Those are homes that have been verified, according to Civil Defense spokeswoman Janet Snyder, by matching real property tax records with aerial surveys, which are ongoing.
There have been no significant changes on fissure 8, which continues to erupt, and the lava channel has split into two channels at the Kapoho coast, resulting in small laze plumes.
The National Weather Service reports that today through Thursday, light winds are expected to push vog into the saddle and interior areas of the Big Island.
Winds are expected to shift to a more east to southeasterly direction today, spreading vog westward from the Big Island over the smaller islands from tonight into Thursday. A new high-pressure system will bring in breezy trades by Thursday afternoon, clearing out the lingering vog from the smaller islands by Friday morning.
Pele’s hair may reach Pahoa and as far north as Hawaiian Acres, weather officials said.
Doctors will determine tomorrow whether Hawaii County Mayor Harry Kim will be discharged from the hospital, according to managing director Will Okabe. He is getting much-needed rest.
Tuesday 5:30 a.m.
There was another moderate earthquake followed by a small explosion and ash plume at Kilauea’s summit this morning.
The magnitude-5.3 quake struck at 5:05 a.m., 3.8 miles southwest of Volcano at a depth of 0.6 kilometers, according to the U.S. Geological Survey.
The gas and ash emission following the quake reached a height of about 1,000 feet and was blown downwind, the USGS said.
Monday 11 p.m.
The Hawaiian Volcano Observatory said fissures 16 and 18 continue to ooze lava while fissure 6 is mildly spattering. The size and shape of the flow field is virtually unchanged upslope but an additional 120 acres have been added to the western margin of the flow area since Friday.
The flow front at the coast of Kapoho Bay, fed by fissure 8, is about 1.5 miles across. Lava entry into the ocean is creating a large laze plume.
Hawaiian Volcano Observatory scientists say while the fountaining vent known as fissure 8 continues to be very active with a “channelized flow” entering the ocean at Kapoho Bay, lava is now oozing from three other fissures that are being monitored and described as “weakly active.”

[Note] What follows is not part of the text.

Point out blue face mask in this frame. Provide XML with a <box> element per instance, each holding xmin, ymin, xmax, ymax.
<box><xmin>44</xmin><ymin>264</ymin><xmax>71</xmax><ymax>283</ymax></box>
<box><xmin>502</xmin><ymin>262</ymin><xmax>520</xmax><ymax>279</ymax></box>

Fissures 16 and 18 are oozing lava, while fissure 6 appeared as an orange glow with mild spattering during this morning’s overflight, scientists said. The flow field appears to remain stable.
Fissure 6 reactivated overnight, HVO scientists said earlier today.
Fountains from fissure 8 reached up to 180 feet high, with lava entering the southern part of the Kapoho Bay, near Vacationland. The delta formed there is now about 360 acres. The vent is producing a large sulfur dioxide plume and a large laze plume at the ocean entry, they said.
Hawaii Civil Defense officials say 5,914 acres or more than 9 square miles of land have been affected by the Leilani Estates eruption, which began May 3. A total of 533 homes have been destroyed.
Fissure 6 reactivated overnight.
The fissure is displaying incandescence and mild spattering, according to Hawaiian Volcano Observatory officials.
Volcanic gas emissions remain very high from fissure 8 eruptions. Winds are expected to bring vog to the central, south and western parts of the Hawaii island.
Seismic activity continues at the summit of Kilauea after this morning’s moderate earthquake. The fissure 8 vent is producing a large sulfur dioxide plume and also a large laze plume at the ocean entry, according to Hawaii County Civil Defense.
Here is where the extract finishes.